The lead cancer nurse applied for a small lottery grant to set up the service and was awarded £4,100. Some of this was used to create an environment that offered privacy for those trying on wigs. The rest of the money will go towards providing catalogues and information for patients and carers.
With everything in place, the new service commenced in November 2005. The first patient to use it was delighted with the man who now provides the service in the Douglas Macmillan Centre.
The lead cancer nurse expressed one reservation when we had selected the service provider. She pointed out that while we had listened to users' comments and responded by sending out a survey to those who had previously accessed the service, users had been excluded from the most important part - choosing the provider. Being part of the tendering process was a new experience for us, and it had not occurred to us to include users. Acknowledging our limited experience we would probably have felt uncomfortable with a user being involved in case their previous life experience meant they knew more than us. There is also the possibility that as professionals we think we know best.
Such reflections raised questions about how ready we were to involve users in decision-making. If we had really wanted to redesign the service around their needs, they rather than us should have been the people to choose who would provide the new service. The DH (2003) states: 'All stakeholders need to feel that they have had the opportunity to influence the debate at important stages and that they have been properly informed throughout.'
This was the first time we as a group of nurses had redesigned a service for patients with cancer after listening to patients/users. Poulton's (1999) model on user involvement suggests a hierarchical structure demonstrated in the form of a pyramid that defines the various levels of user involvement (Fig 4).
Our use of a survey involved users in evaluating the service, which puts our user involvement into level 4 of Poulton's model, 'consumer satisfaction'. This appears currently to be the most common level attained for user involvement (Poulton, 1999). Overall, nurses should aspire to achieve 'participation and empowerment', where patients are involved with all parts of the process. Partnership working should occur between anyone providing NHS services with anyone receiving those services.
It may require a culture change to achieve true partnership working. Only when health professionals stop assuming they know best and acknowledge that users have an insider's view of the service - and also have skills and knowledge to contribute - will services become more responsive to patients' needs.
Clough (2003) believes there are genuine anxieties for both staff and patients about working together, and this has been true for us as a nursing team. We had to learn to make use of users' skills to ensure they felt they were contributing to service improvement. This has not been easy and we have been learning as we go along. However, our confidence in this area has grown.

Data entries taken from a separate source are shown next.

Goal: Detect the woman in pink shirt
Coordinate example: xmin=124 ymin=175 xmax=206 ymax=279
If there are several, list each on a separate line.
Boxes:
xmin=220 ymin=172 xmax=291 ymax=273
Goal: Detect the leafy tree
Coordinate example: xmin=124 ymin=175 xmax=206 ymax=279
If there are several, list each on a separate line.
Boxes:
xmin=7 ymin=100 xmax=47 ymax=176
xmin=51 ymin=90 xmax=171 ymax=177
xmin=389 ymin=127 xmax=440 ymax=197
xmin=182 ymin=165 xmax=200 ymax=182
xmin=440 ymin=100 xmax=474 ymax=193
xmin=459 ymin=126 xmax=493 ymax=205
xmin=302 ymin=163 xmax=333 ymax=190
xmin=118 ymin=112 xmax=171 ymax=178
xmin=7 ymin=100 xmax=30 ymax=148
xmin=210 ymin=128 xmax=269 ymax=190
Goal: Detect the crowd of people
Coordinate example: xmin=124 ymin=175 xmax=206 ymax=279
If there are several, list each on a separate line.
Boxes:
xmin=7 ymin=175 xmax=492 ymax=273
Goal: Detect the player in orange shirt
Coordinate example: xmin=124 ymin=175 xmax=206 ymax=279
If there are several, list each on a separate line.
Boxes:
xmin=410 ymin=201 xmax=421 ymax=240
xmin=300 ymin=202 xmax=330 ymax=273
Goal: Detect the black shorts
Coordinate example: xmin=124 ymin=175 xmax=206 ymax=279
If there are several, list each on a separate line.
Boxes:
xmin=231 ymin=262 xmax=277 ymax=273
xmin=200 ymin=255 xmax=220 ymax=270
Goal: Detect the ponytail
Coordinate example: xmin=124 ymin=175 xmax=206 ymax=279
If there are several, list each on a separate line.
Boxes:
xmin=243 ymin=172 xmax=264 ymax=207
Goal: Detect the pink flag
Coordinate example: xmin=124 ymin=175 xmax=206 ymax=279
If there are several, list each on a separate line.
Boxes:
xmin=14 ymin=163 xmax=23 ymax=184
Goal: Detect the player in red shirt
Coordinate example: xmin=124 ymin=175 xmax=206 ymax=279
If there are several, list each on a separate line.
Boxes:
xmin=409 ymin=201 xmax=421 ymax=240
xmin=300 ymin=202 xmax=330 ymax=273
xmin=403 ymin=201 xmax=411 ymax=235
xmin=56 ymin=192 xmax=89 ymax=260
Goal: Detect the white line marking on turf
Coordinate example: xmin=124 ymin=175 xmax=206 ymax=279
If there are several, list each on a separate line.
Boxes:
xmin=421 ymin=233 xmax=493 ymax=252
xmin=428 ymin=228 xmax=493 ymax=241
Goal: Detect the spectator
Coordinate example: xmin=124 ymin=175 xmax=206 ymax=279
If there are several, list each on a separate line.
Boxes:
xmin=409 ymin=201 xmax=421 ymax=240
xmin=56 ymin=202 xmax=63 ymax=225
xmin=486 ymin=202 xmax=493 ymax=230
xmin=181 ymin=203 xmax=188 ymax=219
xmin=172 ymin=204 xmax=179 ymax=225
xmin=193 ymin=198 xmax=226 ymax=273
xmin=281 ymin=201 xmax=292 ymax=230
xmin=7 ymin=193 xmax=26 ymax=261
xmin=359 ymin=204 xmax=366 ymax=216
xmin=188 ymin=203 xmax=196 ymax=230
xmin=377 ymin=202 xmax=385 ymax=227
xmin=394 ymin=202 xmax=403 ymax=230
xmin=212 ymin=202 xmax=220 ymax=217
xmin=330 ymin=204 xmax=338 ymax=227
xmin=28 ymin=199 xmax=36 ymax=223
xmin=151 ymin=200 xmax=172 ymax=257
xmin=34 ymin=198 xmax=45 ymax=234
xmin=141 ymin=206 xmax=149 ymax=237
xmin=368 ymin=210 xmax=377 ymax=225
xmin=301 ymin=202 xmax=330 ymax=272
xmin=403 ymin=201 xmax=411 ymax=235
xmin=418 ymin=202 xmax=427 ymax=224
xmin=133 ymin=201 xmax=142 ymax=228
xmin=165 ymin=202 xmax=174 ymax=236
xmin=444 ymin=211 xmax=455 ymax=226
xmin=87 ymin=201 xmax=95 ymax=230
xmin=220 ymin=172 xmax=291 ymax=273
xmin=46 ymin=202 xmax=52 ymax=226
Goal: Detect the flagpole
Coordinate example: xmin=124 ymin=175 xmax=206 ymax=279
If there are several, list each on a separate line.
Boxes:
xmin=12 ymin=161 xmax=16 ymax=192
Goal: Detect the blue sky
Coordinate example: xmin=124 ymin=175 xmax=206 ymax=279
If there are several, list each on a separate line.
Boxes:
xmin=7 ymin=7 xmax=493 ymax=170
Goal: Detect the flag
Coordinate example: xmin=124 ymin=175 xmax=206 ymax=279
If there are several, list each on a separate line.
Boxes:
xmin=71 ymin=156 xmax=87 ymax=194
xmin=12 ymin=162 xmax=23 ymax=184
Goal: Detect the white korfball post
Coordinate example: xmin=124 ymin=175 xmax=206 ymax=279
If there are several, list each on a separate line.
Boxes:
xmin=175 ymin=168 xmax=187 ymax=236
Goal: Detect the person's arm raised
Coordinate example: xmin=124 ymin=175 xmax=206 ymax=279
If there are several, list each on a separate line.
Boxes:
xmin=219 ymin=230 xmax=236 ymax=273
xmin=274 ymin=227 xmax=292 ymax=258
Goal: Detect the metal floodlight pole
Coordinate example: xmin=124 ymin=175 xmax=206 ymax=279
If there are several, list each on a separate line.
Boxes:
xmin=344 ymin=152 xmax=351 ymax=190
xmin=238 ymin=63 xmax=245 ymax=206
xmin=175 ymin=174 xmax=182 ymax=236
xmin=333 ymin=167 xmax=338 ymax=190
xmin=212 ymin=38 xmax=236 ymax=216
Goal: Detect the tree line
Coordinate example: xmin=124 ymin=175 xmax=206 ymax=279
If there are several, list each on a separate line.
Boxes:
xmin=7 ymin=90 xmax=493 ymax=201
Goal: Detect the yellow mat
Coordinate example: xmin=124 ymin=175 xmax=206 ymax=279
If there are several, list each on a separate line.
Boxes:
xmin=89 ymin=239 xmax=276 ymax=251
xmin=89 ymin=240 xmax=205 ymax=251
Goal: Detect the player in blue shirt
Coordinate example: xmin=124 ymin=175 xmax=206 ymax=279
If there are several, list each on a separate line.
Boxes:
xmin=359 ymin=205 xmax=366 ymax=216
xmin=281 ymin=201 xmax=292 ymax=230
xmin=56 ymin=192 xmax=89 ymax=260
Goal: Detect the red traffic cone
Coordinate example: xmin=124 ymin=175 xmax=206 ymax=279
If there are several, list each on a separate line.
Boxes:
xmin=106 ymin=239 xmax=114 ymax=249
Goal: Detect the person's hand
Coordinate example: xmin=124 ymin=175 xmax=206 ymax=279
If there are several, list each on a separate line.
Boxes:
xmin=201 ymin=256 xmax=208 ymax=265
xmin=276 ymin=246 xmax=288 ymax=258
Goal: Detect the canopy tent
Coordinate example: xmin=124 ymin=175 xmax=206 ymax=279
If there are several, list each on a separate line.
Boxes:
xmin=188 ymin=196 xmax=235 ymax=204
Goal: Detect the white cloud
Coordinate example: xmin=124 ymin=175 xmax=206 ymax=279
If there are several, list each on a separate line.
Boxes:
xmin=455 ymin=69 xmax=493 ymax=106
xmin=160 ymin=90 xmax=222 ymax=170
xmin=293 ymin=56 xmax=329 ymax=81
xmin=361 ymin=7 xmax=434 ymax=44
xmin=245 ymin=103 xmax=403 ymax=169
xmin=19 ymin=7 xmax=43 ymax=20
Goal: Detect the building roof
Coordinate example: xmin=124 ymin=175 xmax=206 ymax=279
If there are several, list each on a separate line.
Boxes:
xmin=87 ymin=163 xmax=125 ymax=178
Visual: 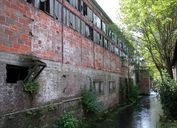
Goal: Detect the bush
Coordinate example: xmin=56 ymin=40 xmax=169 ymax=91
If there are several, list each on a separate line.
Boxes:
xmin=81 ymin=89 xmax=101 ymax=114
xmin=160 ymin=74 xmax=177 ymax=119
xmin=53 ymin=112 xmax=80 ymax=128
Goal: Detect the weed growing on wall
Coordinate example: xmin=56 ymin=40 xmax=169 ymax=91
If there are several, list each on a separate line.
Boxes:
xmin=53 ymin=112 xmax=80 ymax=128
xmin=81 ymin=89 xmax=101 ymax=114
xmin=160 ymin=74 xmax=177 ymax=119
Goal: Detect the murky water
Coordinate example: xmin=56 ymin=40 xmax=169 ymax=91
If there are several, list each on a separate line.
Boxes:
xmin=90 ymin=94 xmax=162 ymax=128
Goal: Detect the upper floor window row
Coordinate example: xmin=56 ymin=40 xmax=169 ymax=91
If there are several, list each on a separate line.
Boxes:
xmin=25 ymin=0 xmax=130 ymax=57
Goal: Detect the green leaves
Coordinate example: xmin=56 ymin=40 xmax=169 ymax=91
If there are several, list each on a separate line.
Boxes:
xmin=121 ymin=0 xmax=177 ymax=78
xmin=53 ymin=112 xmax=80 ymax=128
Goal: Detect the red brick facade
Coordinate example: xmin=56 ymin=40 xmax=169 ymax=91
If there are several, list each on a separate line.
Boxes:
xmin=0 ymin=0 xmax=128 ymax=73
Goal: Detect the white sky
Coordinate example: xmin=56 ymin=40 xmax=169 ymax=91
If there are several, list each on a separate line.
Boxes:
xmin=96 ymin=0 xmax=120 ymax=23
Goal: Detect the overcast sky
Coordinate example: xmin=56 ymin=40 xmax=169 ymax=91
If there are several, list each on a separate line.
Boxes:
xmin=96 ymin=0 xmax=120 ymax=23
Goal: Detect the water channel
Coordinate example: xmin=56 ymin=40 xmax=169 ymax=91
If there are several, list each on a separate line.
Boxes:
xmin=90 ymin=93 xmax=162 ymax=128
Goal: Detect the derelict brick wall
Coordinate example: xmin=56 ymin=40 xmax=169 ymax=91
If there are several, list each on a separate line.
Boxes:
xmin=0 ymin=0 xmax=124 ymax=72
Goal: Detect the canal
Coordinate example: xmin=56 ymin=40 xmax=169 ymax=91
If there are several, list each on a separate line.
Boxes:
xmin=90 ymin=93 xmax=162 ymax=128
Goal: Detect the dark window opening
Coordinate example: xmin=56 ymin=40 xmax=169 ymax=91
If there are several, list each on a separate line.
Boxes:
xmin=85 ymin=25 xmax=93 ymax=40
xmin=39 ymin=0 xmax=50 ymax=13
xmin=92 ymin=81 xmax=104 ymax=95
xmin=6 ymin=65 xmax=28 ymax=83
xmin=54 ymin=0 xmax=62 ymax=22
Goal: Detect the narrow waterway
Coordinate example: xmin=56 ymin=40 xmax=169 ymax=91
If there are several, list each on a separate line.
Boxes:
xmin=90 ymin=93 xmax=162 ymax=128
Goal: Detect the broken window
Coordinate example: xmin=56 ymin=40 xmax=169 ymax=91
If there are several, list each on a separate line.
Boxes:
xmin=104 ymin=38 xmax=108 ymax=48
xmin=63 ymin=8 xmax=69 ymax=26
xmin=81 ymin=21 xmax=86 ymax=36
xmin=83 ymin=3 xmax=87 ymax=16
xmin=102 ymin=21 xmax=106 ymax=33
xmin=54 ymin=0 xmax=62 ymax=22
xmin=39 ymin=0 xmax=50 ymax=14
xmin=85 ymin=25 xmax=93 ymax=40
xmin=87 ymin=7 xmax=93 ymax=22
xmin=109 ymin=81 xmax=116 ymax=93
xmin=94 ymin=31 xmax=99 ymax=44
xmin=6 ymin=65 xmax=28 ymax=83
xmin=76 ymin=16 xmax=81 ymax=32
xmin=99 ymin=34 xmax=103 ymax=47
xmin=69 ymin=12 xmax=76 ymax=29
xmin=93 ymin=81 xmax=104 ymax=95
xmin=93 ymin=14 xmax=101 ymax=29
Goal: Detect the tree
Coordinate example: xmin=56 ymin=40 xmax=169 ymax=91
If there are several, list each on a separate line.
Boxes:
xmin=121 ymin=0 xmax=177 ymax=78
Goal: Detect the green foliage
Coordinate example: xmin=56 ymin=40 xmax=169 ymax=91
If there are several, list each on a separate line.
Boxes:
xmin=129 ymin=84 xmax=140 ymax=102
xmin=81 ymin=89 xmax=101 ymax=114
xmin=121 ymin=0 xmax=177 ymax=76
xmin=53 ymin=112 xmax=80 ymax=128
xmin=157 ymin=117 xmax=177 ymax=128
xmin=24 ymin=81 xmax=39 ymax=94
xmin=160 ymin=74 xmax=177 ymax=119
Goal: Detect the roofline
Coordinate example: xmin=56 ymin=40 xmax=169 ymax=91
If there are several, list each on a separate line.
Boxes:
xmin=91 ymin=0 xmax=113 ymax=23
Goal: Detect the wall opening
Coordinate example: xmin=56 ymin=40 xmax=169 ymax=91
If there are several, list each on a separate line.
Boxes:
xmin=6 ymin=65 xmax=28 ymax=83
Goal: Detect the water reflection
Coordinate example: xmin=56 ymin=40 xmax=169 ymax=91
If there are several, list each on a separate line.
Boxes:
xmin=91 ymin=94 xmax=162 ymax=128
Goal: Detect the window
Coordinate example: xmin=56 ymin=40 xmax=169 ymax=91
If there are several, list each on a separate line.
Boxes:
xmin=63 ymin=8 xmax=69 ymax=26
xmin=76 ymin=16 xmax=81 ymax=32
xmin=54 ymin=0 xmax=62 ymax=22
xmin=69 ymin=12 xmax=76 ymax=29
xmin=6 ymin=65 xmax=28 ymax=83
xmin=85 ymin=25 xmax=93 ymax=40
xmin=81 ymin=21 xmax=86 ymax=36
xmin=93 ymin=81 xmax=104 ymax=95
xmin=83 ymin=3 xmax=87 ymax=16
xmin=93 ymin=14 xmax=101 ymax=29
xmin=112 ymin=33 xmax=117 ymax=44
xmin=99 ymin=34 xmax=103 ymax=47
xmin=94 ymin=31 xmax=99 ymax=44
xmin=39 ymin=0 xmax=50 ymax=14
xmin=87 ymin=7 xmax=93 ymax=22
xmin=109 ymin=81 xmax=116 ymax=93
xmin=78 ymin=0 xmax=84 ymax=12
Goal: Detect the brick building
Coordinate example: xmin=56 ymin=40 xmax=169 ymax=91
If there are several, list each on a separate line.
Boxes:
xmin=0 ymin=0 xmax=133 ymax=128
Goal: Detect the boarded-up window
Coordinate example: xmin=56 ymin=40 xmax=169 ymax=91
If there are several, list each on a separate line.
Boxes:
xmin=6 ymin=65 xmax=28 ymax=83
xmin=102 ymin=21 xmax=106 ymax=33
xmin=93 ymin=14 xmax=101 ymax=29
xmin=87 ymin=7 xmax=93 ymax=22
xmin=63 ymin=8 xmax=69 ymax=26
xmin=54 ymin=0 xmax=62 ymax=22
xmin=83 ymin=3 xmax=87 ymax=16
xmin=94 ymin=31 xmax=99 ymax=44
xmin=109 ymin=81 xmax=116 ymax=93
xmin=76 ymin=16 xmax=81 ymax=32
xmin=69 ymin=12 xmax=76 ymax=29
xmin=85 ymin=25 xmax=93 ymax=40
xmin=99 ymin=34 xmax=103 ymax=47
xmin=93 ymin=81 xmax=104 ymax=95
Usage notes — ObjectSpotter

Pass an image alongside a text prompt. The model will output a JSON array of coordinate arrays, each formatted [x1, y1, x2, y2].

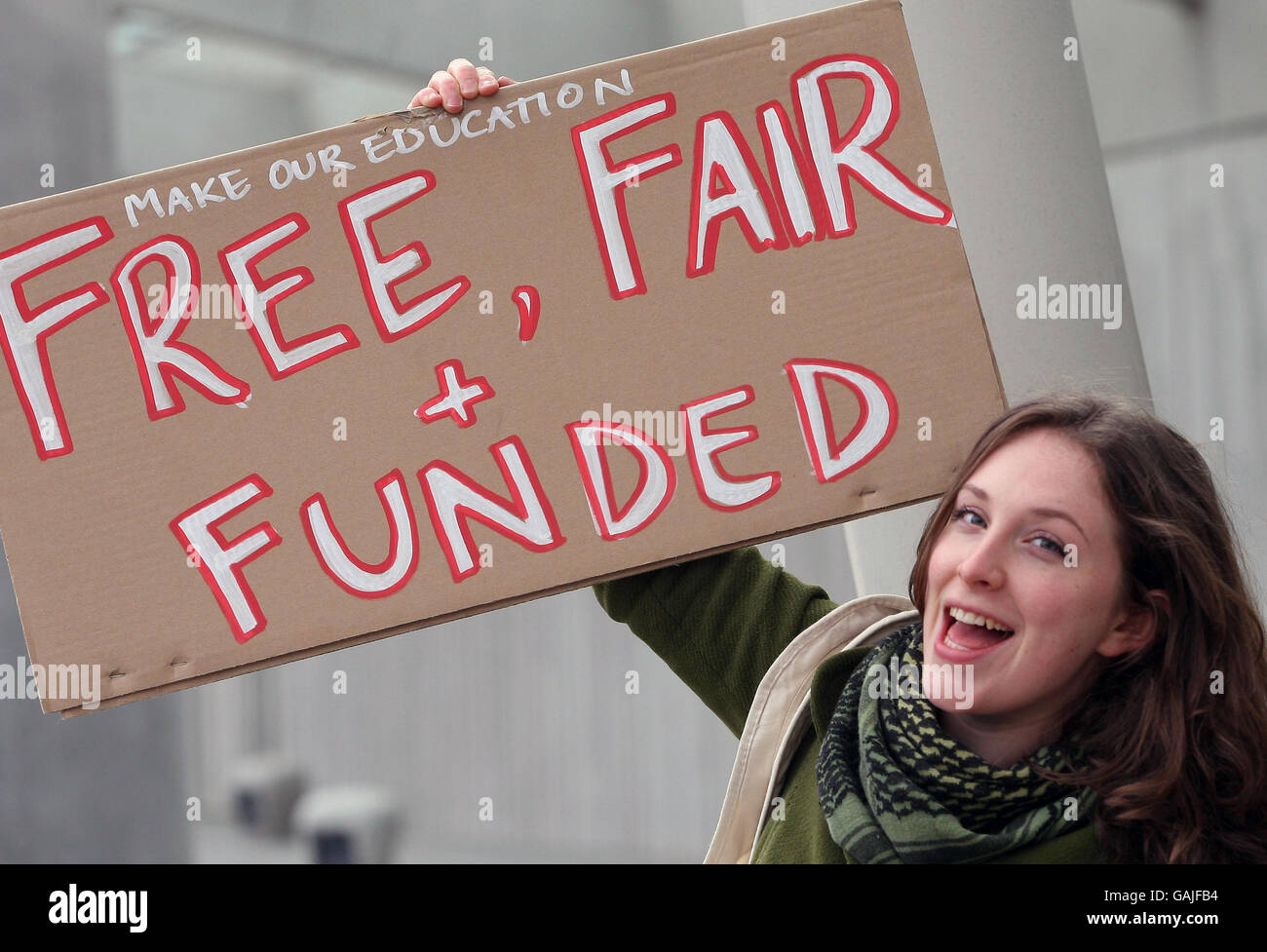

Users need to be involved through the whole process of service development if we are going to meet government requirements that future services be designed around the patient. We have been able to reflect on our own service redesign and acknowledge that we still did not empower patients to make the decision on the service provider. This may have been due to our own inexperience or lack of knowledge about partnership working. In the future we would involve users in the whole process and value their contribution. This will require a change in working practice and the way professionals view users and their potential contribution.